Décompte général définitif et principe d’indivisibilité : l’opposabilité de la prescription laissée pour compte ?  

Apportant une précision sur la conciliation entre le principe de l’indivisibilité du décompte général définitif et la possibilité d’opposer la prescription sur un point précis de celui-ci, la cour administrative d’appel de Lyon a affirmé par un arrêt du 10 mars 2022 que le principe d’indivisibilité du décompte général ne faisait pas obstacle à la possibilité de se prévaloir de la prescription quinquennale issue de l’article 2224 du code civil afin de s’opposer à la prise en compte pour déterminer le solde d’un lot d’une créance de pénalités de retard de levée des réserves (CAA de LYON, Commune de Sens, 10 mars 2022, 19LY03353).

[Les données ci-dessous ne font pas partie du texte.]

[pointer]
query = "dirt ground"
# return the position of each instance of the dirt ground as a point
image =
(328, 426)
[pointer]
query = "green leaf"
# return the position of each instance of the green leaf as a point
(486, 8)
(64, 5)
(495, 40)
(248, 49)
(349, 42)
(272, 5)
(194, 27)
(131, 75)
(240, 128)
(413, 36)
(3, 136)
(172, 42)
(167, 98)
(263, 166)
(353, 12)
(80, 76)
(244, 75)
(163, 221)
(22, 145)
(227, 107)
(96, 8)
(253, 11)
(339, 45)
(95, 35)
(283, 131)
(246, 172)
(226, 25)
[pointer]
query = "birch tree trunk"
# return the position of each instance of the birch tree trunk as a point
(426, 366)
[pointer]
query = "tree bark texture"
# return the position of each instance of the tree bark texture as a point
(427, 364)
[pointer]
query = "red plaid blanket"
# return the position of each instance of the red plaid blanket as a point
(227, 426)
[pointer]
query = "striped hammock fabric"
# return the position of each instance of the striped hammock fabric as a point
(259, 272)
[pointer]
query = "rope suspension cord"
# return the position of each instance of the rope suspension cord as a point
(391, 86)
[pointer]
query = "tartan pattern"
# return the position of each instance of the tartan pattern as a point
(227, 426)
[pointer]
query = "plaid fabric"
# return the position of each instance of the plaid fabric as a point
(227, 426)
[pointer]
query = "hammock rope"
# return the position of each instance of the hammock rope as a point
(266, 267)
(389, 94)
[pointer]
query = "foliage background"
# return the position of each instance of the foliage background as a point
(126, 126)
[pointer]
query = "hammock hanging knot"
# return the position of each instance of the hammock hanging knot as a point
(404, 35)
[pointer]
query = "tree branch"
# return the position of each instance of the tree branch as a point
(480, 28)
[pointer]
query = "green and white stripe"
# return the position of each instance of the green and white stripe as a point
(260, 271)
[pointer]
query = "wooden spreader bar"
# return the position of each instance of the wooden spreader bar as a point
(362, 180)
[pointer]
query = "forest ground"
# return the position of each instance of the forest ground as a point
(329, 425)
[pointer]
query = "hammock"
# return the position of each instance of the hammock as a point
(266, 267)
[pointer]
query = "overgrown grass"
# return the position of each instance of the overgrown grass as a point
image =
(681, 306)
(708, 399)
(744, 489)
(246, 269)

Il s’agissait en l’espèce d’un marché de travaux conclu par la commune de S. dans le but d’agrandir et de réhabiliter un complexe sportif omnisports, comprenant plusieurs lots confiés à des entrepreneurs distincts. En charge du lot n°11 concernant les travaux d’électricité, la société C. demandait pour la deuxième tranche conditionnelle le versement par la commune de S. de la somme correspondant aux travaux effectués et aux difficultés matérielles rencontrées lors de l’exécution du marché.

Cependant, la commune entendait en réduire le montant, en demandant à la cour administrative d’appel de déduire les pénalités de retard du solde relatif aux travaux exécutés, prévues par l’article 9.9.2 du CCAP en vertu duquel : « Dans le cas où les réserves ne seraient pas levées dans le délai fixé au procès-verbal, le maître d’ouvrage se réserve le droit d’appliquer sans préavis une pénalité de 300 € (trois cents euros) HT par jour calendaire de retard. (…). ».

Symétriquement, la société C.  entendait se prévaloir, d’une part de l’absence de notification du décompte général et définitif, et d’autre part, le cas échéant, du jeu de la prescription de l’article 2224 du code civil afin de faire échec à la réduction du montant souhaitée par la commune de Sens.

La cour administrative d’appel de Lyon rappelle tout d’abord le principe d’indivisibilité du décompte général et définitif, selon lequel « l’ensemble des opérations auxquelles donne lieu l’exécution d’un marché public est compris dans un compte dont aucun élément ne peut être isolé et dont seul le solde arrêté lors de l’établissement du décompte général et définitif détermine les droits et obligations définitifs des parties. » (Point 4, CE, 8 décembre 1961, Société nouvelle compagnie générale des travaux ; CE, 2 avril 2004, Société Imhoff, n°257392). Le montant des pénalités de retard, constituant un des éléments de ce décompte, doit ainsi en principe être rapporté au solde du marché.

Puis, posant une exception au principe de l’inexigibilité des pénalités de retard avant l’intervention du décompte général et définitif, la cour administrative d’appel de Lyon précise que l’application du principe de l’unicité du décompte

« ne fait pas obstacle à ce que la société Clemessy puisse se prévaloir de la prescription quinquennale prévue à l’article 2224 du code civil pour s’opposer à la prise en compte pour déterminer le solde de son lot de la créance de pénalités de retard de levée des réserves que la commune de Sens entend désormais lui opposer ».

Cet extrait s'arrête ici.